After often long periods of hospitalisation these children were discharged and returned to their communities where follow-up treatment was inadequate or impossible, causing patients to become sick and return to Cairns time and time again.

Pregnant women from Cape York and the Torres Strait had to come to Cairns at 34 weeks of gestation and stay in hospital until giving birth six weeks later. Cairns Base Hospital was not a friendly or respectful place for Aboriginal women and so slowly, Rose Richards began taking these patients into her own home, with good results as the children and their mothers responded to her care.

Auntie Rose Richards became convinced that a safe accommodation place, run appropriately and respecting Aboriginal and Torres Strait Islander cultural protocols, was urgently needed.

Together with Mick Miller and her brother Clarrie Grogan, Rose fought for funding for a half-way-house to accommodate these mums and bubs from remote communities.

In 1983 funding was finally approved and the Half-Way-House began operations, firstly in McLeod Street and then relocated to Trinity Park where it became known as ‘Rosie’s Farm’.

More advocacy by Auntie Rosie and her supporters led to more funds and the establishment of a permanent residence at Earlville before another move in 2010 to our current much larger custom-designed premises in Edmonton.
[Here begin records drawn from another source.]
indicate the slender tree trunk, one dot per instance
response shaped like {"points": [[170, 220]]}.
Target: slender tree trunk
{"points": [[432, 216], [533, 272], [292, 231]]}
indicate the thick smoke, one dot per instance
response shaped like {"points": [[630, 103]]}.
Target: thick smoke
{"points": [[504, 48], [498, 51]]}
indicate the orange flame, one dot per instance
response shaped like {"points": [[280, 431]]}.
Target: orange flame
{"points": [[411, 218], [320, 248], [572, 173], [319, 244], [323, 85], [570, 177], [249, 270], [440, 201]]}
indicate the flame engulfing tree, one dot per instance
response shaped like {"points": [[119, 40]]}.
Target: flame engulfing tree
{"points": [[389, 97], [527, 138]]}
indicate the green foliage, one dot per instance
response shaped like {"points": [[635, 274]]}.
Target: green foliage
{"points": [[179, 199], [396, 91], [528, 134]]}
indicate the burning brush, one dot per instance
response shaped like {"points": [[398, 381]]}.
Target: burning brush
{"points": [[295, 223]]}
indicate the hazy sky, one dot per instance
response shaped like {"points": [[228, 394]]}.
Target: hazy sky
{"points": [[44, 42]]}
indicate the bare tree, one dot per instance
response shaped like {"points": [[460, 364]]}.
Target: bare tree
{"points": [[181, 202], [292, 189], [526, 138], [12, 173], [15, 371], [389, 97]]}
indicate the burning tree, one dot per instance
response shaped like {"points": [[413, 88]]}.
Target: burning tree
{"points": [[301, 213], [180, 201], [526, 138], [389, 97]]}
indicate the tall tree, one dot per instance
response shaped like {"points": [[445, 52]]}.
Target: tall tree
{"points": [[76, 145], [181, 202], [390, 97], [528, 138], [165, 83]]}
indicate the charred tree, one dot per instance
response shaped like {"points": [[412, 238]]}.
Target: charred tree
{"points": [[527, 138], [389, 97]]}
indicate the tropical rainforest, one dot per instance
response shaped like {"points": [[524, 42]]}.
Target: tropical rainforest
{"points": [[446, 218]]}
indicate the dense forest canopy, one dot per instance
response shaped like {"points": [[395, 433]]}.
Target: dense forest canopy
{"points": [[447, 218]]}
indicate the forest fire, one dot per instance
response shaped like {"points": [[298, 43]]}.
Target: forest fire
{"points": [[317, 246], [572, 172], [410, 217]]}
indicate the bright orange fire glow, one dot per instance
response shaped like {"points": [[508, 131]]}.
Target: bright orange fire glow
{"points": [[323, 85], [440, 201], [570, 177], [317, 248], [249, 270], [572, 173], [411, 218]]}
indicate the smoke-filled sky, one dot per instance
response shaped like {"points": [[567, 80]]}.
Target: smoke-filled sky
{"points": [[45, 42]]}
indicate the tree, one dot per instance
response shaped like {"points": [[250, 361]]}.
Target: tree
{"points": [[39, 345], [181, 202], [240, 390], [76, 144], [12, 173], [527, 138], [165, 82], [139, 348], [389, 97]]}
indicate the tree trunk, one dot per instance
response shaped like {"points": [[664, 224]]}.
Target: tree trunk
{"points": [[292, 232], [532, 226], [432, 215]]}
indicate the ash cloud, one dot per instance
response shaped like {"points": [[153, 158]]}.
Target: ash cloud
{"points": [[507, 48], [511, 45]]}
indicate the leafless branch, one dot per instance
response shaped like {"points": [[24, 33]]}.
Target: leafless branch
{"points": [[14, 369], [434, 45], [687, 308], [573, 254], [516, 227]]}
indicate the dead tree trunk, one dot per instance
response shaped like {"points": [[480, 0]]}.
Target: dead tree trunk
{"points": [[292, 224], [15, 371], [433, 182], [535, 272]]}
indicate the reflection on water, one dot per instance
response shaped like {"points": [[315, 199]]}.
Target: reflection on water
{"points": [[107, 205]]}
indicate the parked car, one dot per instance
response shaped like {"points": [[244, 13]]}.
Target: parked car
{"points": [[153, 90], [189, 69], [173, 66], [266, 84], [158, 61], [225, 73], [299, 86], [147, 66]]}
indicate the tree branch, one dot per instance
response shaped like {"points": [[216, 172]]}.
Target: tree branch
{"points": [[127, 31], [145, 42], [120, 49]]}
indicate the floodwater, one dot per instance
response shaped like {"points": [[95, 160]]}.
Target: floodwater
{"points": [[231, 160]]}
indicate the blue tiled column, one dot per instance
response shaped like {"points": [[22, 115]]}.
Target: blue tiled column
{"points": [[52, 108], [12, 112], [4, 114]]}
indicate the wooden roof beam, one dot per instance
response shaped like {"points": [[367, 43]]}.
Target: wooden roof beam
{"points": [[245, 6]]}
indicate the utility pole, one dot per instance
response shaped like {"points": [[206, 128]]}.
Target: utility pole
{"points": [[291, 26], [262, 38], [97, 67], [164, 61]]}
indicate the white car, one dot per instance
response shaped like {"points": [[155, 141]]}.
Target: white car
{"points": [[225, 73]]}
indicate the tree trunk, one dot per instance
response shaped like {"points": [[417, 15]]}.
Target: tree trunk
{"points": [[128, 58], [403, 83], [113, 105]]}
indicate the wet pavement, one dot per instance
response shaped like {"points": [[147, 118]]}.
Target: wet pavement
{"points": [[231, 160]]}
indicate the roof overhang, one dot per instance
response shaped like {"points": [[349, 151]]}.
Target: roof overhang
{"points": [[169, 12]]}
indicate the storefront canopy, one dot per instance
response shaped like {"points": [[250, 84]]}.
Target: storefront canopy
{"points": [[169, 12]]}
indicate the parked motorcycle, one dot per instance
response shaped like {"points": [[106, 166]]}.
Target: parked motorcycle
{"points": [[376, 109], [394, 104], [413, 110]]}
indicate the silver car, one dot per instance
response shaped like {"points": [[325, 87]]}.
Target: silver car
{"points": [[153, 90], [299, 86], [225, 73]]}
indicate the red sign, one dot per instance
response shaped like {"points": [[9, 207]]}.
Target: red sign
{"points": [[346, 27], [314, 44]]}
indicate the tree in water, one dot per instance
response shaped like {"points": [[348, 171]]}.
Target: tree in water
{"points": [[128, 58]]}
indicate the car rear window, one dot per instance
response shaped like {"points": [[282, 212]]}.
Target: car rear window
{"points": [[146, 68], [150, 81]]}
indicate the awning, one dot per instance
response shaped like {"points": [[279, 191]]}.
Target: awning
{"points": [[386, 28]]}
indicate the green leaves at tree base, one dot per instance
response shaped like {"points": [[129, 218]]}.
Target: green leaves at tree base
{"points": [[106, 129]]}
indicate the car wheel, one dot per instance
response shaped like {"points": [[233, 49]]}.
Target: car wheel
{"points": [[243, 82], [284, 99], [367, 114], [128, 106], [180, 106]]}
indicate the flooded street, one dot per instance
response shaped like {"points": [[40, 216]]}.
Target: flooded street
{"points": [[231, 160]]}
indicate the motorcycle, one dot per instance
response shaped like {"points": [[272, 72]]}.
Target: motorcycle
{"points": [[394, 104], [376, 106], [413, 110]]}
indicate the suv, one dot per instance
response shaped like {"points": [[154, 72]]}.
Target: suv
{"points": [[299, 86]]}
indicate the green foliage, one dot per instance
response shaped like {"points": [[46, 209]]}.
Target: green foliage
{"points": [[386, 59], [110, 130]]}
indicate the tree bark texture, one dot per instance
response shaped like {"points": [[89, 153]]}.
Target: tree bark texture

Today, Mookai Rosie continues to flourish as Far North Queensland’s only Aboriginal and Torres Strait Islander women’s accommodation service run and staffed by Aboriginal and Torres Strait islander women.

As CEO Theresa Simpson wrote for our thirtieth anniversary celebrations, “Without Auntie Rosie and her fellow Aboriginal health rights pioneers Mookai Rosie would not exist; Auntie Rosie we thank you from the bottom of our hearts!”.